Though US oil production is experiencing steady expansion, Graeber writes, it's starting to slow down and with it potentially goes the revenue on which Paul Ryan's budget plan depends.
The United States is expected to lead the pack among non-OPEC members in terms of oil supply growth for 2013. That's the assessment from this month's market report from the Vienna-based cartel. OPEC said it projected U.S. oil supply growth of around 600,000 barrels per day in 2013, with most of that coming out of tight oil formations in the country. For the U.S. Energy Department's Energy Information Administration, that means oil imports should fall to their lowest level since 1985. Republican leaders in the House of Representatives said more energy development is the key to a balanced budget, a sentiment enforced by EIA predictions of 7.9 million U.S. bpd by 2014. OPEC, however, said it may need to revise its figures because a possible slowdown in the U.S. oil boom.
House Budget Committee Chairman Paul Ryan, R-Wisc., unveiled a 91-page plan that he says would balance the budget in 10 years without raising taxes. The congressman said the Obama administration was over-subsidizing renewable energy programs to the detriment of the fossil fuels industry. With that policy, Ryan said the administration is standing in the way of the country's true energy potential.
"Our country has 163 billion barrels of recoverable oil and enough natural gas to meet the country’s demand for 90 years," his agenda states. (Related article: China Set to Become the World’s Largest Oil Importer)
The EIA, in its latest report, said it estimates 2012 oil production averaged around 6.5 million barrels per day. The average for November and December, however, was 7 million bpd, the highest volume recorded in twenty years. By 2014, that level should reach 7.9 million bpd. For EIA Administrator Adam Sieminski, that means the United States is relying less on foreign markets to meet its energy needs. By next year, foreign imports should fall to 32 percent of consumption, putting the United States on the road to the energy independence envisioned by House Republicans.
OPEC finds that tight oil production, coupled with modest growth from the Gulf of Mexico, meant most of the supply growth from non-members would come from the United States. For Ryan, expanding that growth to potential on federal lands, now off-limits, could add another $14.4 trillion in cumulative economic activity during the next 30 years. House Natural Resources Committee Chairman Doc Hastings said that's reason enough to embrace fossil fuels over tax increases.
"(Ryan's budget) recognizes that expanded American energy production is one of the best ways to raise new revenue, bolster the economy, lower gasoline prices, and put Americans back to work at good-paying jobs," he said. (Related article: U.S. Oil Production Tops 7 Million Barrels-Per-Day)

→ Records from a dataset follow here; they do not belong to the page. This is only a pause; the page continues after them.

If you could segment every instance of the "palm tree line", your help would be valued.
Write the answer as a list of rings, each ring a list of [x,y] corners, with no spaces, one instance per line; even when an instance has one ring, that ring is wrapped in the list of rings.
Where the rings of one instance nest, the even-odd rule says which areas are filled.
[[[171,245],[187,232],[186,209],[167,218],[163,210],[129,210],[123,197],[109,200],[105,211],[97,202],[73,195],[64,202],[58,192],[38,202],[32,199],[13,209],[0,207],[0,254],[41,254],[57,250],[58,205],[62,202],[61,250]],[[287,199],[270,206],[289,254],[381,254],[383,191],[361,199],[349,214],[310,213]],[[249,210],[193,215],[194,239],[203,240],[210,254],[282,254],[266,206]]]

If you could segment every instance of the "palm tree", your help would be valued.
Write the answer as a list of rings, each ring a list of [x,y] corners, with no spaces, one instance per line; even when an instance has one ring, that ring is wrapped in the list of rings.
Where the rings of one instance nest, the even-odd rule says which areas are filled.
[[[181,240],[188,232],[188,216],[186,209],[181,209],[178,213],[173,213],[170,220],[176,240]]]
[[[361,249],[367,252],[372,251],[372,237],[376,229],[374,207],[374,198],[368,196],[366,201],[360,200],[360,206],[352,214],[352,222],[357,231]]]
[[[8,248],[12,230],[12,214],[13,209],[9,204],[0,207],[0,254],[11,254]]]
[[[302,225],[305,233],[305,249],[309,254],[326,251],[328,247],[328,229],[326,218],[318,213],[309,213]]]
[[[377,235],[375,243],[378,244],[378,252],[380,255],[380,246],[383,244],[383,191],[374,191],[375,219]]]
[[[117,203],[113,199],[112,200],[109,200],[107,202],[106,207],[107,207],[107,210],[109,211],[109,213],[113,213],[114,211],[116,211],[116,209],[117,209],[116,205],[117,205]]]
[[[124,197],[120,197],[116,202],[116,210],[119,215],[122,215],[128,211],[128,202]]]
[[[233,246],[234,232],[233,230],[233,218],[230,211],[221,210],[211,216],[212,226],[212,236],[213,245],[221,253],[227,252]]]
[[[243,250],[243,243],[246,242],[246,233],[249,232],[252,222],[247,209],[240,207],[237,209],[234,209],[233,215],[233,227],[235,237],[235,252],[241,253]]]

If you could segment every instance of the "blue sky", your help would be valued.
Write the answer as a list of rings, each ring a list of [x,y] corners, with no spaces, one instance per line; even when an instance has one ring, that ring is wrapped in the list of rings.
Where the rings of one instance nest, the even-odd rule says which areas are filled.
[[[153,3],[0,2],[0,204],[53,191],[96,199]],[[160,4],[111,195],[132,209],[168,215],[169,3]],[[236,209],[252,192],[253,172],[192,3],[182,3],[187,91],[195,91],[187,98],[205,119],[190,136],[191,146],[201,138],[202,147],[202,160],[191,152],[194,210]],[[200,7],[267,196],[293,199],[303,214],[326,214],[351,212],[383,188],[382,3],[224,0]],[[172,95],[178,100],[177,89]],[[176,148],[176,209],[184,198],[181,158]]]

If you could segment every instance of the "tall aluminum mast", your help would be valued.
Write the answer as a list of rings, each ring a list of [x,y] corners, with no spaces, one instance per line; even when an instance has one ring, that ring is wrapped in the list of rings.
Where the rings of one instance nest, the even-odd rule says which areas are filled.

OPEC, in its forecast, said U.S. oil supply growth is projected at 600,000 bpd this year. That figure, however, is 40,000 bpd less than the previous year. The Vienna-based cartel said U.S. oil growth could go either way for 2013, but noted growth from tight oil developments in states like North Dakota is expected to slow down. While improved drilling technology may offset some of that decline, OPEC said that factors like price issues may dampen the oil boom in the United States. In 2009, the EIA found that opening more land could add another 500,000 bpd to the market, but once OPEC adjusts, the economic impact may be muted. OPEC is already adjusting, saying it expects the world will need about 29.7 million bpd of its oil in 2013, a decline from last year.
The White House said it believes Ryan is sincere in his effort to address ongoing budget issues. Apart from entitlement reforms and spending issues, however, its emphasis on domestic energy may be more of a platform issue. Though U.S. oil production is experiencing steady expansion, it's starting to slow down and with it potentially goes the revenue for which Ryan's plan depends.